Secretary of Housing and Urban Development Marcia Fudge violated the Hatch Act when commenting on Ohio politics when she spoke from the White House podium earlier this year, and has been given a warning, according to the U.S. Office of Special Counsel.
Fudge was under investigation for comments she made back in March concerning candidates to fill the seat currently occupied by Republican Sen. Rob Portman, who is not seeking reelection in 2022, after she was asked about potential candidates to fill her own House seat, which was left vacant when she joined the Biden administration, reports CNN.
Fudge would not weigh in on the special election to fill her own seat representing Ohio’s 11th District. However, she did comment on the race for Portman’s seat, telling reporters that she thought Dayton Mayor Nan Whaley and U.S. Rep. Tim Ryan, both Democrats, were strong choices for the Senate seat.
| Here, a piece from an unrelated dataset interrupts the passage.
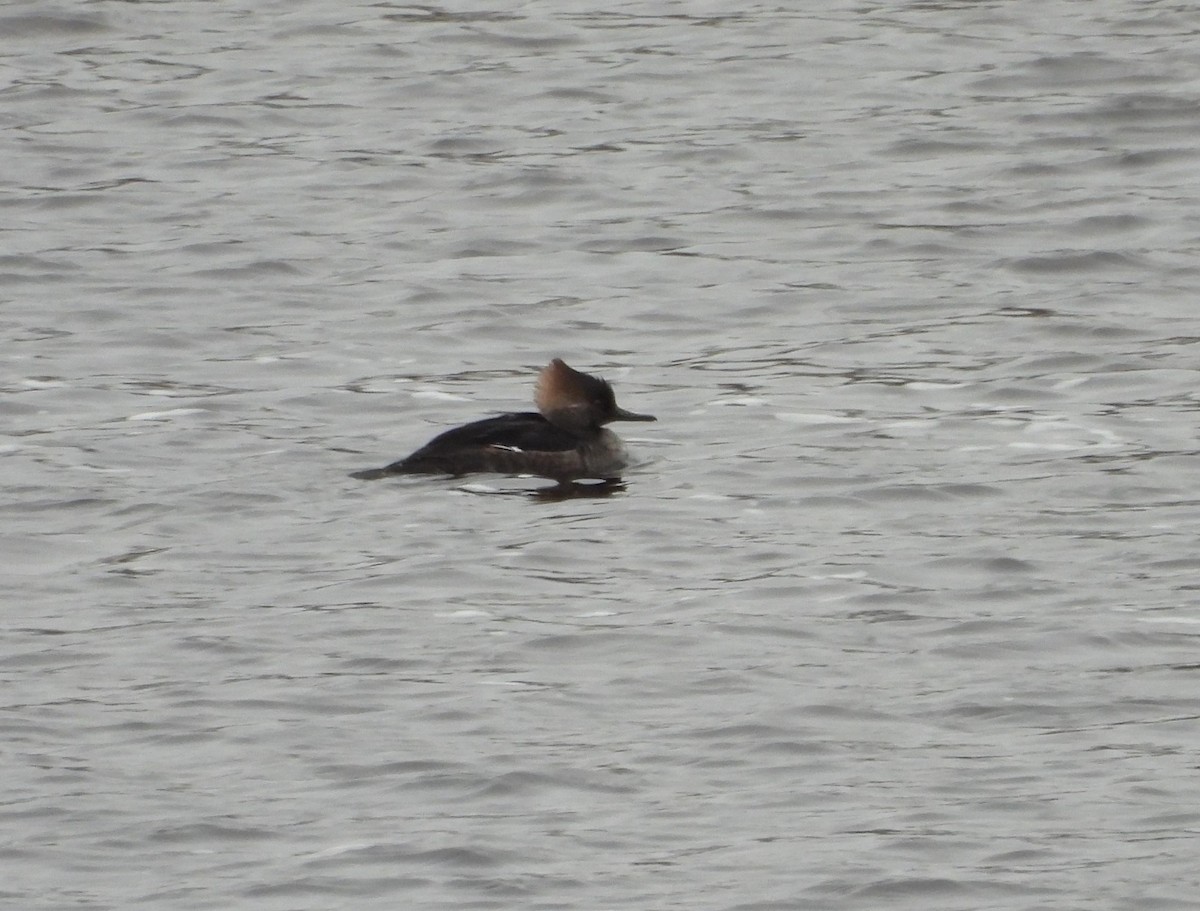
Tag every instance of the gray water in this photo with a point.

Ryan has since announced his candidacy for Portman’s seat, while Whaley jumped into the race for Ohio governor.
With her answers, Fudge was in violation of the Hatch Act, said the federal office. The act limits the political activities of all federal civilian branch employees and prohibits them from “using their official titles or positions while engaged in political activity,” including “any activity directed at the success or failure of a political party, candidate for partisan political office, or partisan political group.”
OSC, in a letter dated Thursday to Americans for Public Trust, the conservative watchdog group that had filed the complaint against Fudge, agreed she violated the federal law and said she was issued a warning.
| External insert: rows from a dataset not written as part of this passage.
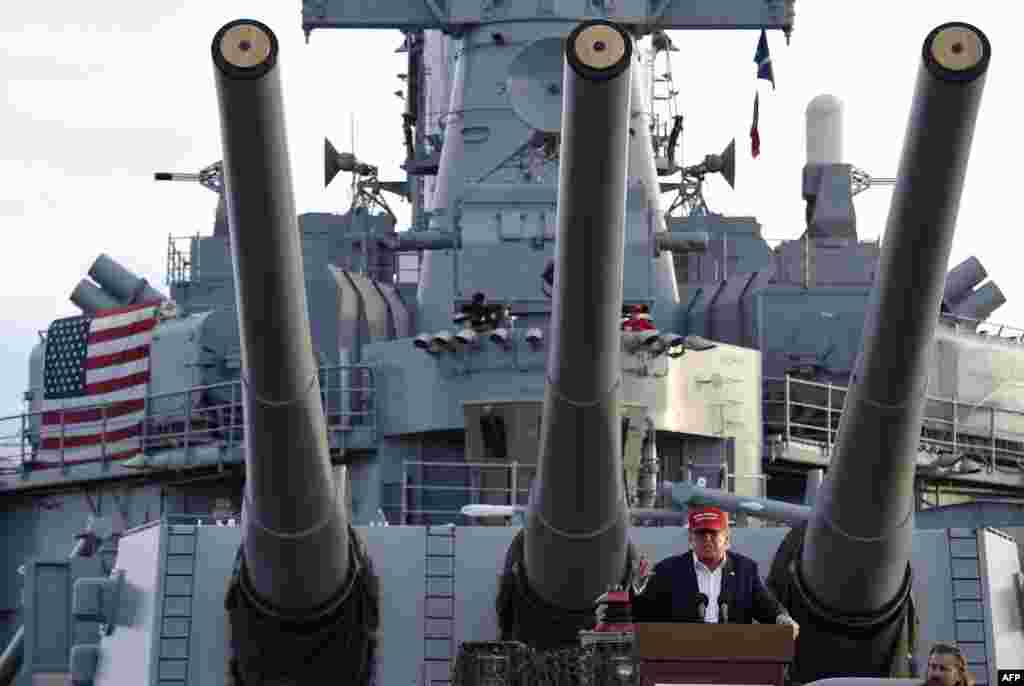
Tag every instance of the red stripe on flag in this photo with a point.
(113, 411)
(121, 332)
(114, 311)
(129, 355)
(117, 384)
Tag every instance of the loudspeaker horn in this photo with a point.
(332, 163)
(724, 164)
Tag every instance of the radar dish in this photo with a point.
(535, 84)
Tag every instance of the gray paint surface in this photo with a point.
(398, 556)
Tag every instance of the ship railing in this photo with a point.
(1005, 332)
(808, 412)
(434, 491)
(187, 420)
(180, 268)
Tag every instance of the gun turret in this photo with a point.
(300, 582)
(849, 582)
(574, 544)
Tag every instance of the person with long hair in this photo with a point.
(947, 667)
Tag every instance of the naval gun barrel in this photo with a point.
(295, 546)
(853, 573)
(576, 534)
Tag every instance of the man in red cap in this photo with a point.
(709, 584)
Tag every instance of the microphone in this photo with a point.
(701, 605)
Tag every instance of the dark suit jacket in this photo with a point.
(672, 589)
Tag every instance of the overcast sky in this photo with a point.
(100, 95)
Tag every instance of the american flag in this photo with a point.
(755, 134)
(95, 376)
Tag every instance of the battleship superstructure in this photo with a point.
(422, 414)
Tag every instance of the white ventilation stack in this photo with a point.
(824, 130)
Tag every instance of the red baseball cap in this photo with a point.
(709, 518)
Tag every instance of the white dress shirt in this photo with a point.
(710, 584)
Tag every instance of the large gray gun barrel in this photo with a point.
(90, 298)
(853, 579)
(576, 533)
(122, 284)
(299, 572)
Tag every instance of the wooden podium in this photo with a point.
(698, 653)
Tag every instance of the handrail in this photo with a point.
(972, 428)
(202, 415)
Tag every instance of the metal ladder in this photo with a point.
(177, 586)
(438, 605)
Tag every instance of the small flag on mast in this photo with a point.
(755, 136)
(763, 59)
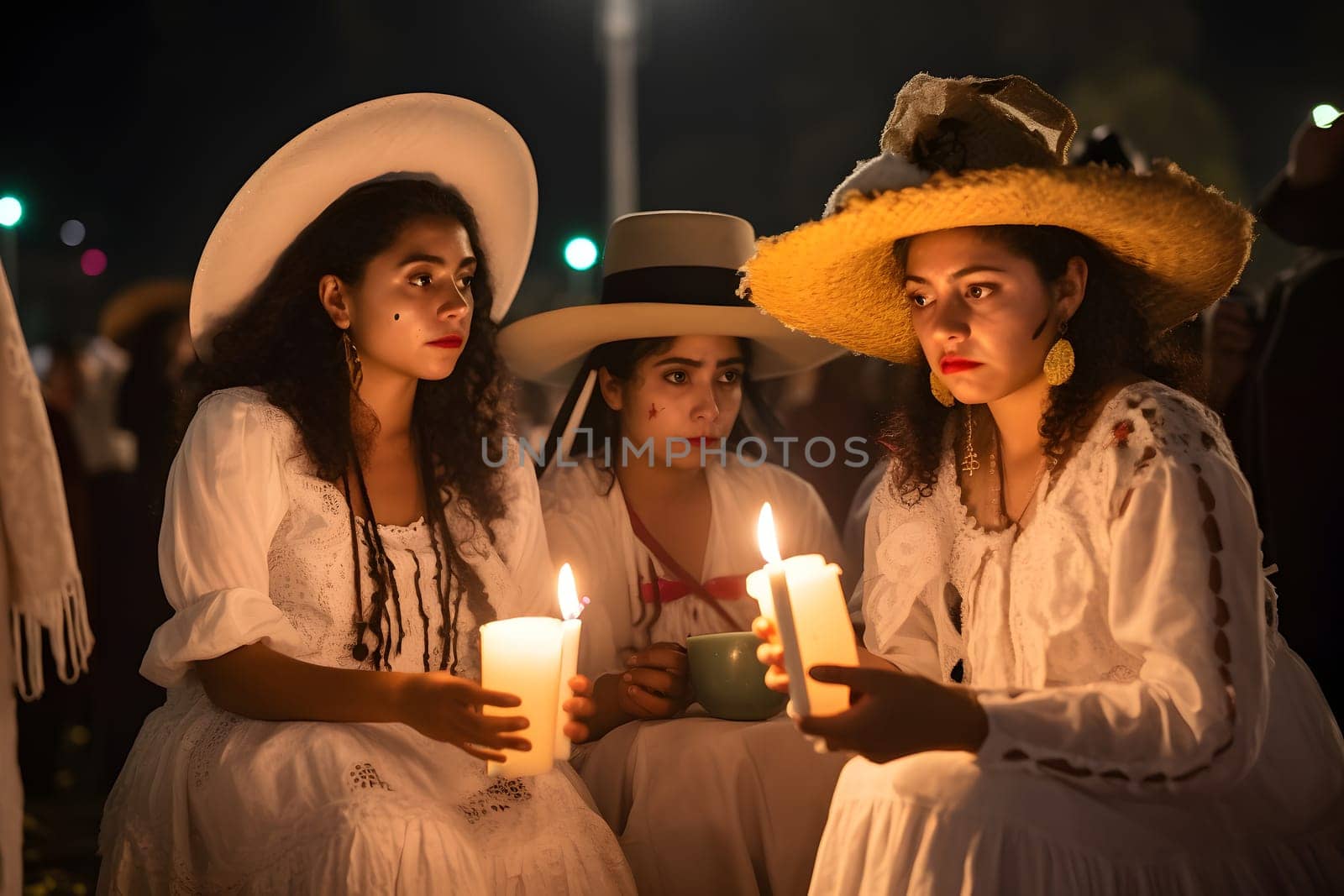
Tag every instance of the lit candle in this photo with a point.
(570, 609)
(803, 598)
(522, 656)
“By stating, for example, that ‘we have a good shot at it’ and ‘I believe we can win the Senate race,’ Secretary Fudge showed support for the Democratic Party with respect to the Ohio Senate race while speaking in her official capacity,” the chief of OSC’s Hatch Act Unit, Ana Galindo-Marrone, wrote in the letter. “Accordingly, OSC has concluded that she violated the Hatch Act during her official appearance at the March 18 press briefing.”
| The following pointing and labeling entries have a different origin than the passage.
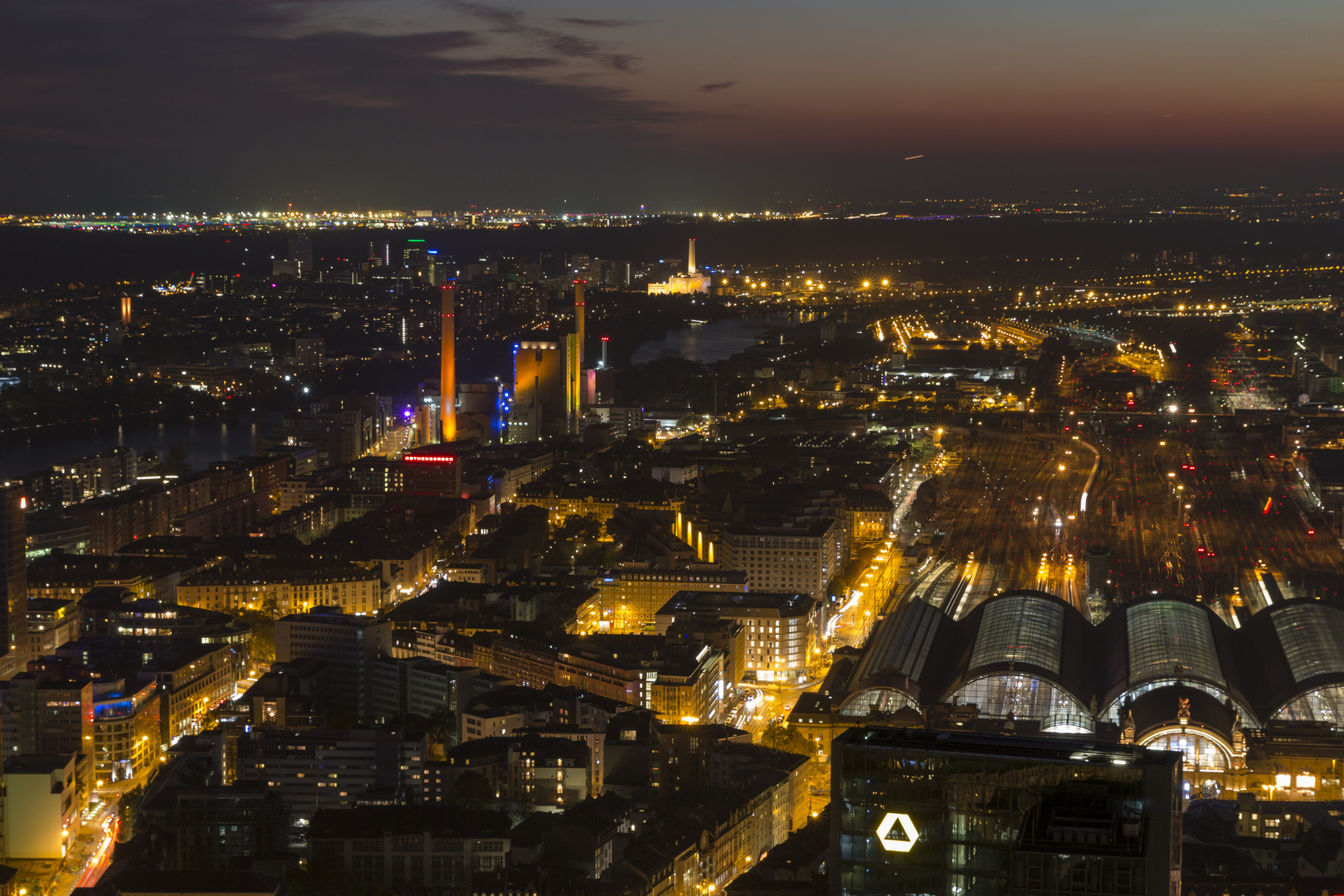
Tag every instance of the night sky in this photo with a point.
(590, 105)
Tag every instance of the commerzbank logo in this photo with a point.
(895, 844)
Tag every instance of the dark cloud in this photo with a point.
(203, 101)
(514, 22)
(602, 23)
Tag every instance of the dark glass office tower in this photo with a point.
(962, 815)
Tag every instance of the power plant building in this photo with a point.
(689, 282)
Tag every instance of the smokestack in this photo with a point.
(448, 368)
(578, 316)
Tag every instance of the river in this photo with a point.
(706, 343)
(203, 442)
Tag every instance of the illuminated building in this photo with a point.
(448, 368)
(626, 599)
(780, 627)
(42, 800)
(689, 282)
(539, 391)
(348, 644)
(14, 578)
(1253, 709)
(125, 727)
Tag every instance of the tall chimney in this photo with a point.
(448, 368)
(578, 316)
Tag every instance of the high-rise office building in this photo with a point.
(962, 815)
(14, 578)
(301, 253)
(381, 253)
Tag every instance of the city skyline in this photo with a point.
(615, 105)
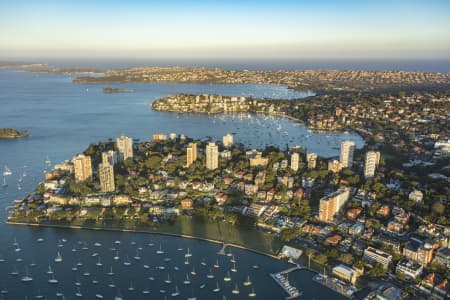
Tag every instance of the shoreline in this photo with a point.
(179, 235)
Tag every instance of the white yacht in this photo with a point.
(58, 257)
(235, 291)
(247, 282)
(228, 277)
(168, 281)
(49, 271)
(160, 251)
(217, 289)
(176, 293)
(6, 171)
(188, 254)
(53, 280)
(26, 277)
(187, 281)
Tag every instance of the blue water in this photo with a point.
(62, 119)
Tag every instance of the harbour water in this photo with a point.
(62, 119)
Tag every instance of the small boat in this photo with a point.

After the March briefing, Fudge acknowledged she should not have answered the question, and the OSC official said that since she “expressed remorse,” the decision was made to close the case with a warning.
Fudge has also been counseled by HUD ethics officials about the Hatch Act.
“Please note that Secretary Fudge has been advised that if in the future she engages in prohibited political activity we will consider such activity to be a willful and knowing violation of the law that could result in further action,” Galindo-Marrone said.